Only the refinery deal touches Ms Rousseff directly. An investigation by Estado de São Paulo, a newspaper, revealed that she voted in favour of a contract to purchase 50% of a refinery in Pasadena, Texas, for $190m (plus $170m for its oil stocks) from a Belgian firm that had paid $43m for the whole thing a year earlier. In fact, the deal ended up costing Petrobras $1.2 billion. Its terms included a commitment by Petrobras to buy the remaining stake if the Belgians ever offered to sell it, which they did in 2007. Petrobras rejected the offer, was sued in a US court and lost. In 2012 it had to cough up $820m for the remaining stake, including interest and court fees.
In a note to Estado Ms Rousseff said she was kept in the dark about the provision (as well as another one, which promised the Belgian firm a guaranteed 6.9% return a year regardless of market conditions). It was not, she wrote, mentioned in the “flawed” and “incomplete” two-and-a-half-page executive summary of the deal on which she and other council members based their decision. (That summary happens to have been co-authored by the former Petrobras executive, Paulo Roberto Costa, who was arrested in an unrelated probe into an alleged scam involving the sale of glycerine to the oil giant.)

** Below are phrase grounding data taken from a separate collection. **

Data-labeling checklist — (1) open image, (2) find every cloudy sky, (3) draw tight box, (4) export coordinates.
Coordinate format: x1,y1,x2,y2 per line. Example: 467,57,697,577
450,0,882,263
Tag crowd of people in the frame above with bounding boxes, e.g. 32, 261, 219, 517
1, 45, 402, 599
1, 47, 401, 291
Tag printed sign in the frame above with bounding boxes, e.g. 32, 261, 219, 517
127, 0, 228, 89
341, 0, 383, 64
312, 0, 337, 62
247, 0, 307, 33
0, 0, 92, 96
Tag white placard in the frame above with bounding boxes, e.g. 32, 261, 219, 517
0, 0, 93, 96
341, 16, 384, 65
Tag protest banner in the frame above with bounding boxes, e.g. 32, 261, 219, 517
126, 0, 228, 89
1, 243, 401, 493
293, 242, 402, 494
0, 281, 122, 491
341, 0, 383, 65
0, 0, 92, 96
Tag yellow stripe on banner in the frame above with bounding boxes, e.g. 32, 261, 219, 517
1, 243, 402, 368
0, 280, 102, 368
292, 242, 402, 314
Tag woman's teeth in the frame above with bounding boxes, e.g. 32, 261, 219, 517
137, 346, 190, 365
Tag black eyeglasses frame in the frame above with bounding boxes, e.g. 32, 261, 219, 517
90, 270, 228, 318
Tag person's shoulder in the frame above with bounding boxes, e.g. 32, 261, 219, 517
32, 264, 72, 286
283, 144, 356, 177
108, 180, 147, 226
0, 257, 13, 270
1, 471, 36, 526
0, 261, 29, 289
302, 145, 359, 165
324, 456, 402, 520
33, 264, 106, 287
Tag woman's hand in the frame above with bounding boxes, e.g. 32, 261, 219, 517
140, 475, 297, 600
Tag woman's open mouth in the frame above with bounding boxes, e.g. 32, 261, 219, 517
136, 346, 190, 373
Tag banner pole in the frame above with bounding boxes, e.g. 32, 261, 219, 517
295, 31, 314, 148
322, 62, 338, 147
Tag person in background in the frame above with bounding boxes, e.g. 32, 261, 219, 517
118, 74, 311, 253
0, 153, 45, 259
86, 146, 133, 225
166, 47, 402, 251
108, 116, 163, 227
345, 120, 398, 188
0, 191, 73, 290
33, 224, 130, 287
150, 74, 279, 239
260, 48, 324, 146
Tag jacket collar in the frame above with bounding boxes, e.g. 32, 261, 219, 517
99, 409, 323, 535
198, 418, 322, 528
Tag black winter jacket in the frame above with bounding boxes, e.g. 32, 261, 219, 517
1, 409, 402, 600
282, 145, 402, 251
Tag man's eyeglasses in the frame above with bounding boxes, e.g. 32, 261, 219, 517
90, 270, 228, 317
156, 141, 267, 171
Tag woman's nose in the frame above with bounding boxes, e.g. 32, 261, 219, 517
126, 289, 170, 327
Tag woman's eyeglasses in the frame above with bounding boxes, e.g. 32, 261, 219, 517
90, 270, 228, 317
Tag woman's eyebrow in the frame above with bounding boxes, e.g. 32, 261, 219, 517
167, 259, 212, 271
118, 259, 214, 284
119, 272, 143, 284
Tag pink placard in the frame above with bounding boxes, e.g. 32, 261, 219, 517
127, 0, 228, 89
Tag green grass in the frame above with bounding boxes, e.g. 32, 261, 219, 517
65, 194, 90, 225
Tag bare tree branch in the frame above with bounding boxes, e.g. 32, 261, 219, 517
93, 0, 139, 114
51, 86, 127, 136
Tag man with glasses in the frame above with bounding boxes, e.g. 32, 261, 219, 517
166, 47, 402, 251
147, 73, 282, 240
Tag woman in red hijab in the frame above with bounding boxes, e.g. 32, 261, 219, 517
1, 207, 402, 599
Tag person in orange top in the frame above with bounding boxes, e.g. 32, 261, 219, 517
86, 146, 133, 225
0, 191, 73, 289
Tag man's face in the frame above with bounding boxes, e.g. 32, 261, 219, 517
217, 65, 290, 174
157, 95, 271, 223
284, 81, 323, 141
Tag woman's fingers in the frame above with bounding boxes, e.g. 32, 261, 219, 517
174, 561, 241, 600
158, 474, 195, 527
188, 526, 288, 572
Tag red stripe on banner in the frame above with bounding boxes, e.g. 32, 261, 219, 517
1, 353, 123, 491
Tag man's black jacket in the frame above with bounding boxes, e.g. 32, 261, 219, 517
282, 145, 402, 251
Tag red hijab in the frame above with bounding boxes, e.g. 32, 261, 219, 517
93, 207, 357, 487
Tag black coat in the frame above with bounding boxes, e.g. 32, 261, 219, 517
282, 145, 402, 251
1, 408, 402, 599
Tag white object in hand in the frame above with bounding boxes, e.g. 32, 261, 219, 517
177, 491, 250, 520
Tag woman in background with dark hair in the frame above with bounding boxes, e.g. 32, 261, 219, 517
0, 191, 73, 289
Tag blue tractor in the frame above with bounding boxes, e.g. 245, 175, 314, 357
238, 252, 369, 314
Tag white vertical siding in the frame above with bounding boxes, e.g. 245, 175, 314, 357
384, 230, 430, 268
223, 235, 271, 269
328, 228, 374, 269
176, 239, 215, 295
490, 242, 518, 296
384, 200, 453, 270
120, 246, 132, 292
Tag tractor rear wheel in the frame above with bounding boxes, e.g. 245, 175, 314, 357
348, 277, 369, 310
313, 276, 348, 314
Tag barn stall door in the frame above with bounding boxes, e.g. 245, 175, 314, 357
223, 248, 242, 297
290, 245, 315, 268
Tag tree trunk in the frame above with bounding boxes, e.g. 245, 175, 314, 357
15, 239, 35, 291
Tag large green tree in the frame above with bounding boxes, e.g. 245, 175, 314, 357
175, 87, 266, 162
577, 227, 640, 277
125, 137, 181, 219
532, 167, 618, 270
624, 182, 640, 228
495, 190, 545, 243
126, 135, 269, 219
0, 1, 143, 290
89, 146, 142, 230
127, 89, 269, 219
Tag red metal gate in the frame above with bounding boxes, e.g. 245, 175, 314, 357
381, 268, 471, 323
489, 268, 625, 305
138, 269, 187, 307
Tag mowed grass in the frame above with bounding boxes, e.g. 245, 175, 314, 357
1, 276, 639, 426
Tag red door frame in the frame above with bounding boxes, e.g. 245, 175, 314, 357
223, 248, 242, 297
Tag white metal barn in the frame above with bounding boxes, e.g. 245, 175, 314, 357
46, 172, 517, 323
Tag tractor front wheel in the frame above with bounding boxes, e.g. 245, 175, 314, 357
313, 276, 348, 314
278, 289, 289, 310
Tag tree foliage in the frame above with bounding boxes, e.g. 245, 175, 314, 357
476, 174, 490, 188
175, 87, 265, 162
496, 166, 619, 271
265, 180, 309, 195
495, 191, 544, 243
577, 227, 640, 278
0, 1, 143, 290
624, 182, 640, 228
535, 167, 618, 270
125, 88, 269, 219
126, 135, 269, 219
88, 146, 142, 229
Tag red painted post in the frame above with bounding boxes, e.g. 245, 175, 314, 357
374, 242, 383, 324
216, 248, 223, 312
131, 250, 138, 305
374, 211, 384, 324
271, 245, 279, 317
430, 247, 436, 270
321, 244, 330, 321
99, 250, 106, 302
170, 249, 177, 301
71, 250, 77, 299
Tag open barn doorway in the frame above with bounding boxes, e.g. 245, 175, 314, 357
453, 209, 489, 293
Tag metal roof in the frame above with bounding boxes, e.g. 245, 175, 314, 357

Estado’s revelations and Ms Rousseff’s response nonetheless damage her claim to be an able manager. So does Petrobras’s financial performance. The company’s market value has shrivelled from more than $300 billion in 2008 to $76 billion today, in part because the government has made it sell petrol to Brazilian motorists at a loss in an attempt to curb high inflation. The market is so tired of government meddling in the firm that, the string of bad news notwithstanding, Petrobras shares rallied last week amid rumours that Ms Rousseff’s poll lead over her putative rivals in the presidential election this autumn was shrinking. In the event, IBOPE, a pollster, revealed on March 20th that she remains comfortably ahead for now, with 47% against 22% for her two closest challengers put together. But the Petrobras story—the promise of great riches clouded by mismanagement and government interference—is a narrative that uncomfortably resembles the trajectory of Brazil itself.